Dit is een fraai voorbeeld van wat Andrew Keen ‘The Cult of the Amateur’ noemt. En hoewel Keen de plank in een aantal opzichten behoorlijk misslaat – geeft-ie tegenwoordig ook wel toe, hoewel schoorvoetend – staat zijn stelling dat veel internetprofeten de rol van de maatschappelijke en culturele ‘poortwachters’ lijken te bagatelliseren nog steeds overeind.

Populisme

De muziekindustrie was decennialang een bedrijfstak waarbij het zoals overal in het bedrijfsleven natuurlijk in de eerste plaats om de pegels ging, maar waar tegelijk talloze smaakmakers rondliepen voor wie uiteindelijk de muziek – de kwaliteit van de muziek – prioriteit had. Eigenzinnige deejays, A&R-managers en anderen die op hun smaak en instinct af durfden te gaan en niet slechts een reeks statistische cijfers extrapoleerden.

Opvallend is dat je zulke eigenwijze geesten in wat nog rest van de platenindustrie – maar ook onder internet- en sociaal netwerkentrepeneurs – steeds minder tegenkomt. Steve Knopper merkte ook al zoiets op in zijn praatje. Bij de panels en andere sessies waar internet- en sociale netwerkinitiatieven de toon zetten is het tijdens de conferentie van dit jaar echter niet anders. Er wordt enthousiast gepraat over aantallen keren dat een website of YouTube-filmpje is bekeken, of hoeveel mensen er middels tweets, retweets en reretweets zijn bereikt. Dat levert zoals eerder reeds opgemerkt fantastische marketingmogelijkheden op, maar ook niet meer dan dat.

En als je vervolgens een stap verder gaat en die online-ontwikkelingen ook inzet om  de inhoud – en daarmee de kwaliteit – van je muziek, labelcatalogus of radioprogrammering te bepalen, begeef je je onherroepelijk op de glijbaan van het populisme. De zendermanagers – formeel toch nog altijd een ‘journalistieke’ functie – geven in hun gesprek met Gijsbert Kamer in Groningen al schaamteloos toe in hoeverre ze zich in toenemende mate door de vermeende ‘smaak van het publiek’ laten leiden. Een smaak die dankzij het inzetten van sociale media en netwerken steeds nauwkeuriger kan worden vastgesteld.

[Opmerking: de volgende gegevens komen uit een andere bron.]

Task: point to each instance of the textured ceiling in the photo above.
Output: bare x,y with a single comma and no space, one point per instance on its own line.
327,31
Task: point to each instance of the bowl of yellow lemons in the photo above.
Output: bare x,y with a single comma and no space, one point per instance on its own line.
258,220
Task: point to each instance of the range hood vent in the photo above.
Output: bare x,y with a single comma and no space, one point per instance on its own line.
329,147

Met de inmiddels traditionele jaarlijkse Top 2000 als ultieme eredienst.

Maar dat is niets meer dan het vieren van nostalgie. Om nieuwe dingen – nota bene de nostalgie van morgen! – wordt door het publiek nooit gevraagd. Per definitie niet, zou je kunnen zeggen, want anders waren de luisteraars zelf wel muzikant, dj of talentscout geworden. Het is heel simpel, bijna een Cruyffiaanse waarheid: Mensen willen wat ze al hebben.

Dit aspect, de overschatting van de mogelijkheden van internet en sociale netwerken door ze zo in te zetten dat ook de kwaliteit van het product – de muziek of radiouitzending – er van afhankelijk wordt, kwam afgelopen weekeinde eigenlijk nauwelijks aan de orde. Het lijkt de nieuwe generatie ondernemers en initiatiefnemers, de digitale post-Fukuyama generatie, simpelweg niet te interesseren. Het weloverwogen gevormde oordeel dat het ene product – of het nu muziek of een journalistieke bijdrage is – meer kwaliteit heeft dan het andere, wordt steeds vaker als ‘elitair’ beschouwd. In het meest positieve geval als een ‘niche’ in de markt.

Het ‘1 minuut format’

Het meest stuitende voorbeeld van dit oprukkende populisme was dit jaar in Groningen de bijdrage van Shirien Elsaid, muziekredacteur bij De Wereld Draait Door in het wederom door Gijsbert Kamer geleide panelgesprek ‘Ontmoet de TV-redacteuren’. Dat Nederlandse popmuzikanten bij gebrek aan andere muziekprogramma’s bij de publieke televisieomroepen bijna een moord plegen om in het babbeluurtje van Matthijs van Nieuwkerk te mogen komen is bekend. De nood is zo hoog, dat de meesten het slikken dat ze daar maar één minuutje mogen spelen.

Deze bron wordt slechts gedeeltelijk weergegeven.